Il progetto nasce dall’idea che l’emergenza abitativa non si risolve con un singolo intervento, ma con una rete di azioni coordinate. C’è il sostegno alle famiglie, certo, ma c’è anche il tentativo di coinvolgere i proprietari privati, spesso diffidenti, talvolta spaventati. ISAC interviene anticipando contributi economici, offrendo tutele assicurative contro eventuali morosità e rafforzando un protocollo che punta ad aumentare il numero di alloggi disponibili per situazioni sociali certificate. Una sorta di patto implicito, in cui ciascuno è chiamato a fare la propria parte.

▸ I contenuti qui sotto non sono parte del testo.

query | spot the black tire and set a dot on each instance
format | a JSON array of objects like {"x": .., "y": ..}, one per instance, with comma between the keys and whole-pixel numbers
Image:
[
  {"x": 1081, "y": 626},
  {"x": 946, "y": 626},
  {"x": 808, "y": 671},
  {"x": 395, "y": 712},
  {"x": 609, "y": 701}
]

Al centro di questo meccanismo ci sono i Servizi Sociali, che lavorano come un sismografo del disagio quotidiano. Valutano le situazioni, certificano i casi, cercano di dare un ordine a un insieme di bisogni che non si presentano mai in modo semplice. Non si tratta solo di famiglie con minori, ma anche di persone con disabilità, anziani, nuclei fragili che richiedono risposte calibrate, non soluzioni standard. Il progetto, ampliato e aggiornato nel 2025, nasce proprio per intercettare questa complessità crescente.

ISAC, dal canto suo, ha scelto di rendere il modello più solido e replicabile. Oltre al contributo iniziale per facilitare l’accesso all’alloggio, entrano in gioco strumenti pensati per rassicurare i proprietari: una polizza assicurativa contro le morosità e una riduzione significativa dell’IMU per gli appartamenti sfitti che vengono messi a disposizione. Incentivi concreti, che provano a trasformare una disponibilità potenziale in una possibilità reale.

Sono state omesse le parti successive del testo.